Indoor arena in Buenos Aires, Argentina

The Estadio Cubierto Malvinas Argentinas is an indoor arena in La Paternal, Buenos Aires, Its construction began in the eighties but it was completely finished and officially inaugurated in 2006, that belongs to Argentinos Juniors club. Even though some basketball and volleyball matches are played at the stadium, it is mostly used for concerts. It also hosted the 2023 Copa América Femenina de Futsal.
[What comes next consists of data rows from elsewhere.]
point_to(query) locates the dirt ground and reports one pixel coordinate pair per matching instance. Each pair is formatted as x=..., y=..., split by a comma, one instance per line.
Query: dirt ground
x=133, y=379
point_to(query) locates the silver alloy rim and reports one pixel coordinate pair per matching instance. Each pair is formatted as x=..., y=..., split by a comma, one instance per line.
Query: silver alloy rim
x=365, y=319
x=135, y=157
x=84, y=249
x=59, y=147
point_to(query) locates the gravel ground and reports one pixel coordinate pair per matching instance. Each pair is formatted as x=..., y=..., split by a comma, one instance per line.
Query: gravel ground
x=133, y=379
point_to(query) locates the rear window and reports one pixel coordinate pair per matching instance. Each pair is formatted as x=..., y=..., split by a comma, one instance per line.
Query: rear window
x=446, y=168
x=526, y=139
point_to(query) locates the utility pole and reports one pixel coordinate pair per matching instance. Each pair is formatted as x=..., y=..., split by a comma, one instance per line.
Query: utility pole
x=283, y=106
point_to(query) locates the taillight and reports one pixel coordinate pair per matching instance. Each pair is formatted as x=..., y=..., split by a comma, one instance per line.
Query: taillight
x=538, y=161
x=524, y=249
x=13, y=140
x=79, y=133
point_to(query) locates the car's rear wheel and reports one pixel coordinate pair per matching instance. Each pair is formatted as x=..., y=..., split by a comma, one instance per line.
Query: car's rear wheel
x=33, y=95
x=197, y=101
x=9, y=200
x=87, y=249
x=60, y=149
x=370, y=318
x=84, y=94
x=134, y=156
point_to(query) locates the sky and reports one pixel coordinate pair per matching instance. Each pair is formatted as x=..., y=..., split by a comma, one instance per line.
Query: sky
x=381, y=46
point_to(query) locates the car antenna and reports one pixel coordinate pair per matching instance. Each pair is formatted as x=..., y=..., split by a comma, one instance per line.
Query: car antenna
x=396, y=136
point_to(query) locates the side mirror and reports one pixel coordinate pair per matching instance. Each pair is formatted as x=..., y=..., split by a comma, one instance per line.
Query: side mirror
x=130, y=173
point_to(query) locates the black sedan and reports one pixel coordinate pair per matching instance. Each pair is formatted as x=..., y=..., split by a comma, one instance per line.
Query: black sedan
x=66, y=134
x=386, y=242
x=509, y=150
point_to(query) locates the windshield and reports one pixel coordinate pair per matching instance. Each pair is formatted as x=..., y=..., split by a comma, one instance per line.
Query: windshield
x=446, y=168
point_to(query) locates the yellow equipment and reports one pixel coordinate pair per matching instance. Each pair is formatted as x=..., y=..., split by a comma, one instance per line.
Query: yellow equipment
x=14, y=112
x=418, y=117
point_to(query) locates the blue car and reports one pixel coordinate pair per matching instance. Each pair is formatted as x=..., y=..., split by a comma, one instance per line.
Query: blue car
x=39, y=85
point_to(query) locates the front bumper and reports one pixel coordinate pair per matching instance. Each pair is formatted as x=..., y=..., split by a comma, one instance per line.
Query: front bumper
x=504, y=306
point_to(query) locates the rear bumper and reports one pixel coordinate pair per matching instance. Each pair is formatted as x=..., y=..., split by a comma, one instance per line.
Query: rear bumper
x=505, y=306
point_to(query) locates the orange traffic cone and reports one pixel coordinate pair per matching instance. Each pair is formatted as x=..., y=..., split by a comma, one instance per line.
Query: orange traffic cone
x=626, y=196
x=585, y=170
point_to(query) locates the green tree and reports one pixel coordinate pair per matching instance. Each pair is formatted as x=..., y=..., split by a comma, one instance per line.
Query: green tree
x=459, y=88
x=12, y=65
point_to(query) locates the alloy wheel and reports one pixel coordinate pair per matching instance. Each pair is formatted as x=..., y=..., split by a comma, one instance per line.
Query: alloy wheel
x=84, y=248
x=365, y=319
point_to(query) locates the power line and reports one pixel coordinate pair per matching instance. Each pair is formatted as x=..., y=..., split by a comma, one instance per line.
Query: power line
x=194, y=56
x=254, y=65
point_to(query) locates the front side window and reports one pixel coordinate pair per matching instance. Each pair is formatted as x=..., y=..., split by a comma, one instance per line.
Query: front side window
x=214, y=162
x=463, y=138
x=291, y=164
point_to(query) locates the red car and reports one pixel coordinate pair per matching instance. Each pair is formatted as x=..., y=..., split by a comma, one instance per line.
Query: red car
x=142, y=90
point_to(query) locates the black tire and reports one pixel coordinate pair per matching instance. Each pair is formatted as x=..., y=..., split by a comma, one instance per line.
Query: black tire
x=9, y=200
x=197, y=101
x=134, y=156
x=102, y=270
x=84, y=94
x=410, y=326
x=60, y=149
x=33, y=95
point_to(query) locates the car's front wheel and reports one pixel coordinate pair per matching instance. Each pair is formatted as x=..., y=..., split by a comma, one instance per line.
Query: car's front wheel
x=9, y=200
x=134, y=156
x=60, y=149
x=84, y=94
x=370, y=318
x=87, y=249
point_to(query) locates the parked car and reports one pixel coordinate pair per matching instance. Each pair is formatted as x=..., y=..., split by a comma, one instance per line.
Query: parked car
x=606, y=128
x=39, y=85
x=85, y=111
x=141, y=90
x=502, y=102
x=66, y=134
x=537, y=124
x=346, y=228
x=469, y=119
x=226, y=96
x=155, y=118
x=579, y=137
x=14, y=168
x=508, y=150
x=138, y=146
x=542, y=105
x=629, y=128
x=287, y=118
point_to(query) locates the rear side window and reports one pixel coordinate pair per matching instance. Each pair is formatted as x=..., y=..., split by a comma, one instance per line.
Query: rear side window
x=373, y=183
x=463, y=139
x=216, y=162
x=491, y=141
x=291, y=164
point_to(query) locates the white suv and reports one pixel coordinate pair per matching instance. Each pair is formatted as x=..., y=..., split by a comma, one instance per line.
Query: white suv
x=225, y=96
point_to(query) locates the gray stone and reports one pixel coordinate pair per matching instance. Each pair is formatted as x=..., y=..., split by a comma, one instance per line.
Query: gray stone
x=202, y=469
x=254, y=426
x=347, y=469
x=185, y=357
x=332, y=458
Among others some bands that have played at this venue are Big Time Rush, Limp Bizkit, Korn, Die Toten Hosen, Paramore, Bad Religion, The Offspring, Fall Out Boy, Simple Plan, Creed, Demi Lovato, Placebo, Megadeth, Babasonicos, Manu Chao, Nightwish, Tarja Turunen, Avril Lavigne, Franz Ferdinand, SOJA, Slash, Black Label Society, Rata Blanca and Almafuerte. It has also hosted the Nickelodeon Argentina Kids' Choice Awards since 2011.

The name reflects Argentina's claims of sovereignty over the Falkland Islands (Islas Malvinas in Spanish).

The stadium can be reached by Urquiza Line, at Arata station, by San Martín Line, at La Paternal station, or by nearby Line B, at Tronador-Villa Ortúzar station.

In 2023 the Argentine Football Association announced that the stadium would be one of the venues for Copa América de Futsal Femenina.